La Siria è un paese in ginocchio con milioni di sfollati e intere città distrutte eppure l’Unione Europea ha deciso di prorogare ancora di un anno le sanzioni a Damasco. Una misura che non colpirà Assad come nella mente degli ideatori di queste sanzioni bensì la popolazione civile, e non è nemmeno difficile capirlo…

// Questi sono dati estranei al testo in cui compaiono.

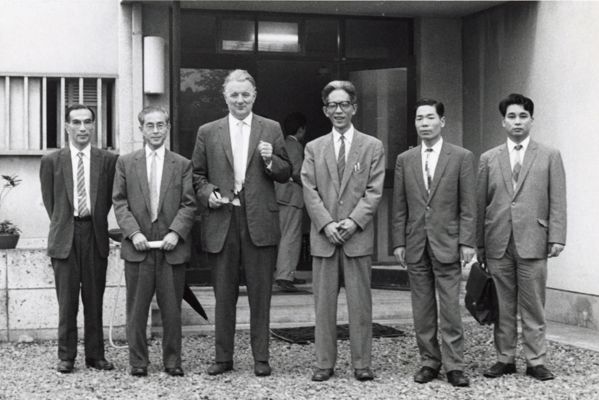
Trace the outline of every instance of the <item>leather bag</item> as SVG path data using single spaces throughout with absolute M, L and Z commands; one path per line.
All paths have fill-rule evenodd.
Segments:
M 499 316 L 497 291 L 484 264 L 475 262 L 466 282 L 466 309 L 481 325 L 494 324 Z

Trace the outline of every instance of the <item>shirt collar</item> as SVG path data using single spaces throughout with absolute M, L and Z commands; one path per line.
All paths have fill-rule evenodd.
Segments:
M 335 139 L 335 141 L 338 141 L 339 136 L 341 136 L 341 134 L 337 131 L 337 129 L 333 128 L 333 139 Z M 354 125 L 353 124 L 351 124 L 349 129 L 347 131 L 345 131 L 345 133 L 343 134 L 343 138 L 345 140 L 345 143 L 349 143 L 352 141 L 352 139 L 354 138 Z
M 244 125 L 247 125 L 247 126 L 251 127 L 252 126 L 252 117 L 253 116 L 254 116 L 254 113 L 250 113 L 247 117 L 245 117 L 244 119 L 240 120 L 240 119 L 235 118 L 233 116 L 233 114 L 229 113 L 229 126 L 236 126 L 239 121 L 243 121 Z
M 512 150 L 514 150 L 514 147 L 516 147 L 518 144 L 522 145 L 522 149 L 520 149 L 520 150 L 526 151 L 526 148 L 528 147 L 529 143 L 530 143 L 530 136 L 527 137 L 526 139 L 524 139 L 523 141 L 521 141 L 520 143 L 516 143 L 512 139 L 507 138 L 507 148 L 510 152 Z
M 152 154 L 152 152 L 154 150 L 152 150 L 150 148 L 150 146 L 148 146 L 148 145 L 144 146 L 144 148 L 146 149 L 146 158 L 150 157 L 150 155 Z M 164 147 L 164 144 L 162 146 L 160 146 L 159 148 L 157 148 L 155 151 L 156 151 L 156 155 L 158 156 L 158 158 L 160 158 L 160 159 L 164 158 L 164 153 L 166 152 L 166 148 Z
M 71 148 L 71 154 L 76 157 L 77 154 L 79 154 L 80 152 L 83 153 L 83 155 L 87 158 L 91 157 L 91 144 L 88 144 L 87 146 L 85 146 L 83 149 L 79 150 L 78 148 L 76 148 L 75 146 L 73 146 L 71 143 L 69 143 L 69 147 Z
M 441 153 L 441 147 L 443 147 L 443 137 L 439 138 L 439 141 L 435 143 L 431 149 L 433 149 L 433 153 L 439 154 Z M 422 143 L 422 154 L 424 154 L 428 148 L 429 147 Z

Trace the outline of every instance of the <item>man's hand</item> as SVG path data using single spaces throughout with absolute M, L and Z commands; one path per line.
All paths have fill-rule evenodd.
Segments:
M 221 197 L 218 191 L 214 191 L 210 193 L 210 197 L 208 198 L 208 206 L 210 208 L 219 208 L 223 204 L 228 204 L 230 200 L 226 197 Z
M 462 260 L 462 266 L 472 261 L 472 258 L 476 254 L 476 250 L 470 246 L 460 246 L 460 259 Z
M 170 231 L 164 236 L 164 239 L 162 239 L 161 249 L 164 251 L 171 251 L 177 246 L 177 243 L 179 243 L 179 234 Z
M 395 256 L 395 259 L 399 263 L 400 267 L 402 267 L 404 269 L 408 267 L 408 264 L 406 264 L 406 248 L 405 248 L 405 246 L 396 247 L 395 250 L 393 250 L 393 255 Z
M 272 144 L 268 142 L 263 142 L 262 140 L 258 144 L 258 151 L 260 152 L 260 156 L 264 160 L 264 164 L 267 166 L 272 161 Z
M 352 237 L 354 233 L 356 233 L 357 229 L 358 224 L 356 224 L 356 221 L 354 221 L 351 218 L 345 218 L 344 220 L 339 222 L 339 225 L 337 225 L 337 231 L 339 231 L 339 233 L 341 234 L 343 241 L 349 240 L 349 238 Z
M 150 250 L 148 239 L 146 239 L 146 236 L 141 232 L 137 232 L 135 235 L 133 235 L 131 242 L 133 242 L 133 247 L 135 247 L 135 250 L 137 251 Z
M 324 227 L 325 236 L 329 239 L 329 242 L 334 245 L 342 245 L 345 243 L 341 233 L 337 230 L 338 225 L 337 222 L 329 222 L 329 224 Z
M 564 245 L 559 243 L 549 243 L 547 245 L 547 257 L 557 257 L 564 251 Z

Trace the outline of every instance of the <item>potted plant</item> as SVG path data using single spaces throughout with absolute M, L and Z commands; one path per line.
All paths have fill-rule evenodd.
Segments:
M 0 186 L 0 209 L 4 198 L 21 183 L 17 175 L 1 175 L 1 177 L 3 182 Z M 14 249 L 20 234 L 21 230 L 9 220 L 0 221 L 0 249 Z

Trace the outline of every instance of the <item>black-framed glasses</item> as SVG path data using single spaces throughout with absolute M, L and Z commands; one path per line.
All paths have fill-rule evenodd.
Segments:
M 337 111 L 337 107 L 340 107 L 341 111 L 349 111 L 353 107 L 353 105 L 354 104 L 351 101 L 340 101 L 340 102 L 331 101 L 330 103 L 326 103 L 324 105 L 324 108 L 326 108 L 326 110 L 328 112 Z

Suona quasi come una rappresaglia nei confronti dei siriani la decisione presa da parte dell’Unione Europea di prorogare per un altro anno le sanzioni alla Siria. Suona come una rappresaglia perchè davvero riesce difficile comprendere il perchè di questa scelta che andrà a colpire soprattutto un popolo, quello siriano, già colpito da cinque anni di guerra. Non sono bastati oltre trecentomila morti e milioni di sfollati per fermare la follia della guerra, e non a caso l’opposizione ad Assad continua a ricevere assistenza da Qatar, Arabia Saudita e Turchia, rinfocolando così la guerra. Eppure il Consiglio Europeo ha deciso di estendere le misure restrittive contro la Siria  fino all’1 giugno 2017 andando così a colpire principalmente la popolazione civile dal momento che tali sanzioni comprendono l’embargo sul petrolio, restrizioni su alcuni investimenti, il congelamento dei beni della Banca Centrale della Siria in UE, restrizioni su esportazioni di tecnologie varie, comprese quelle legate a internet e comunicazioni. Non si tratta certo di misure volte a far finire la guerra, semmai l’interno è sin troppo chiaro: si cerca di peggiorare la vita dei siriani in modo di destabilizzare il governo di Assad. Inutile l’appello lanciato dal Comitato italiano contro le sanzioni alla Siria che citava vari religiosi che raccontavano come tale embargo avrebbe colpito solo la popolazione civile. Insomma delle sanzioni folli che scaricheranno sui civili il costo della guerra, una guerra che l’Ue finge di non vedere come diretta responsabilità. Se solo l’Ue avesse un minimo di onestà intellettuale dovrebbe riconoscere che Assad, senza consenso, non avrebbe mai potuto nemmeno lontanamente neanche pensare di rimanere in sella per oltre cinque anni. Evidentemente le bande di ribelli jihadisti non hanno più consenso di lui, eppure l’embargo va a colpire proprio quei siriani che da cinque anni cercano semplicemente di sopravvivere, non andranno certo a colpire il governo di Damasco che ormai ha preso le armi da cinque anni e non si farà fermare dalle sanzioni.